The heavyweight class, boxing’s premier division, is currently in excellent shape because of some real talent at the top. Tyson Fury and Oleksandr Usyk controlled all the major championships as boxing’s heavyweight division entered a key phase. Importantly, these men are eager to confront one another. When the best compete, there is still no better spectacle. The coming weeks will see some significant battles. Who knows, maybe before 2022 ends, we’ll finally see Fury vs. Anthony Joshua.
After that outstanding performance to defeat Dillian Whyte in six lopsided rounds at Wembley Stadium on April 23, Fury (32-0-1) is not only still undefeated but is also definitely unrivaled at the top of our rankings. Then, late in Round 6, he finished the show with a picture-perfect uppercut that put “The Body Snatcher” on his back. In the moments following the bout, Fury mentioned retiring, but we’ve heard all that before. However, a battle against the winner of the Usyk vs. Joshua contest is a possibility.
Joshua (24-2) ascended the heavyweight mountain twice and must now attempt the third ascent. But this time is different because, after A.J.’s defeat against Andy Ruiz Jr. in 2019, there was a sense of shock and the idea that it was a fluke. The Ukrainian master Oleksandr Usyk completely outboxed and outfought Joshua this time.
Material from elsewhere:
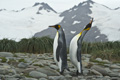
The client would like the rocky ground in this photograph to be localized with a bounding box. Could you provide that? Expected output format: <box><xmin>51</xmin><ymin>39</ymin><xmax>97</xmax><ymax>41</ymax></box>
<box><xmin>0</xmin><ymin>52</ymin><xmax>120</xmax><ymax>80</ymax></box>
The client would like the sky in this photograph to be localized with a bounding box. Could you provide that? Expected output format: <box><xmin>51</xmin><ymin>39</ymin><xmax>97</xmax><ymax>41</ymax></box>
<box><xmin>0</xmin><ymin>0</ymin><xmax>120</xmax><ymax>12</ymax></box>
The Ukrainian easily won a unanimous decision by punching his way to victory because he was too quick, too skilled, and too powerful for A.J. But for him to get revenge, a fundamentally different strategy and frame of mind are required.
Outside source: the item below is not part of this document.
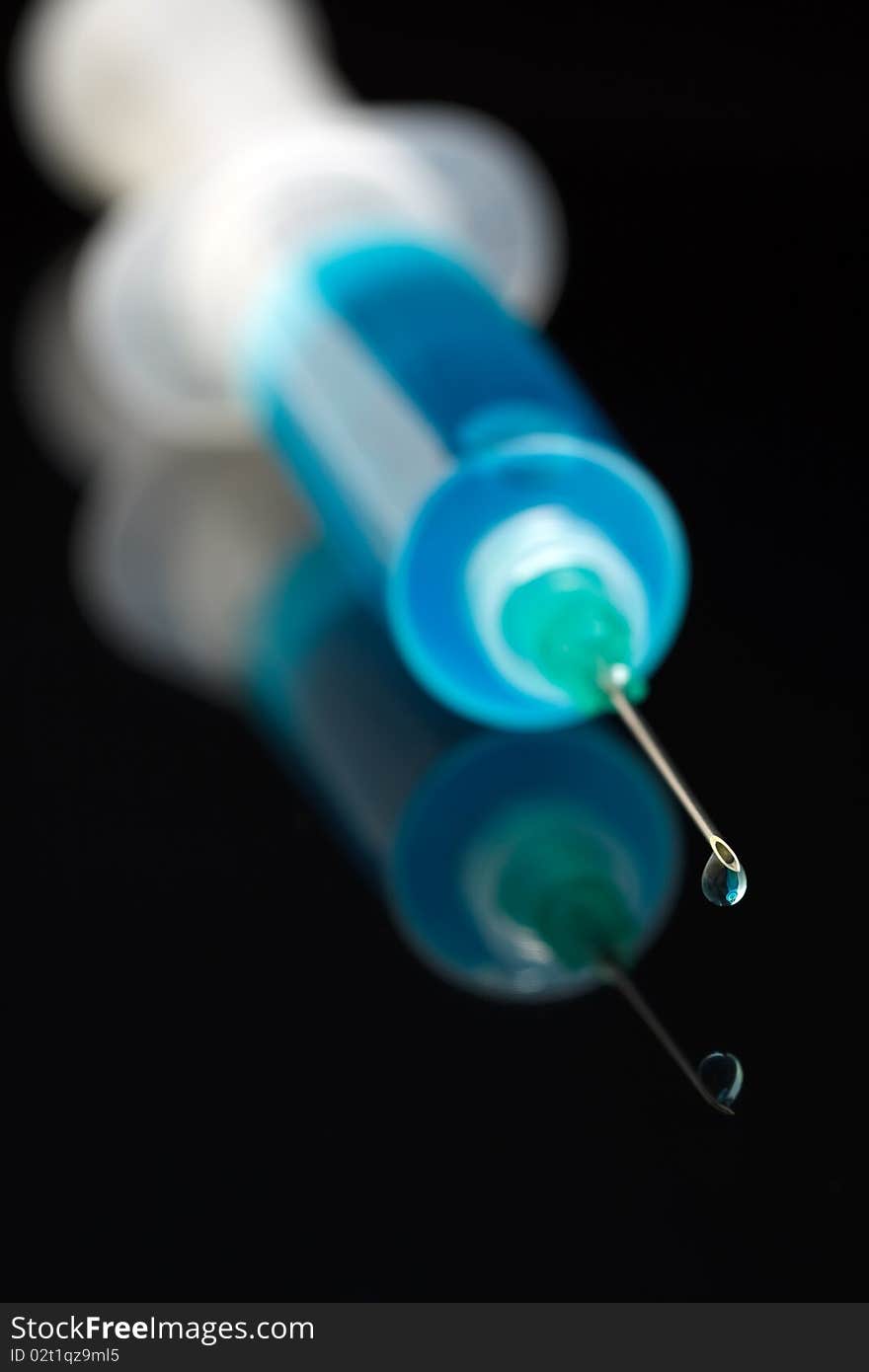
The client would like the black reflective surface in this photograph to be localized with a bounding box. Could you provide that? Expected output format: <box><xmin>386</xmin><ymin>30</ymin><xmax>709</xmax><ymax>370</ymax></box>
<box><xmin>6</xmin><ymin>3</ymin><xmax>866</xmax><ymax>1299</ymax></box>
Usyk, a boxing maestro from Ukraine, dethroned Joshua in London, realizing his aim of winning the world championships at cruiserweight and heavyweight. Usyk (19-0) showed off his great ringcraft and footwork, but he also showed his willingness to stand in the pocket and make a trade when the situation called for it. Even though Deontay Wilder (42-2-1) lost to Tyson Fury in their eagerly anticipated trilogy bout, he still left the ring with a stronger reputation. When he put Tyson on the canvas twice in the fourth, “The Bronze Bomber” nearly attained the atonement he desperately sought.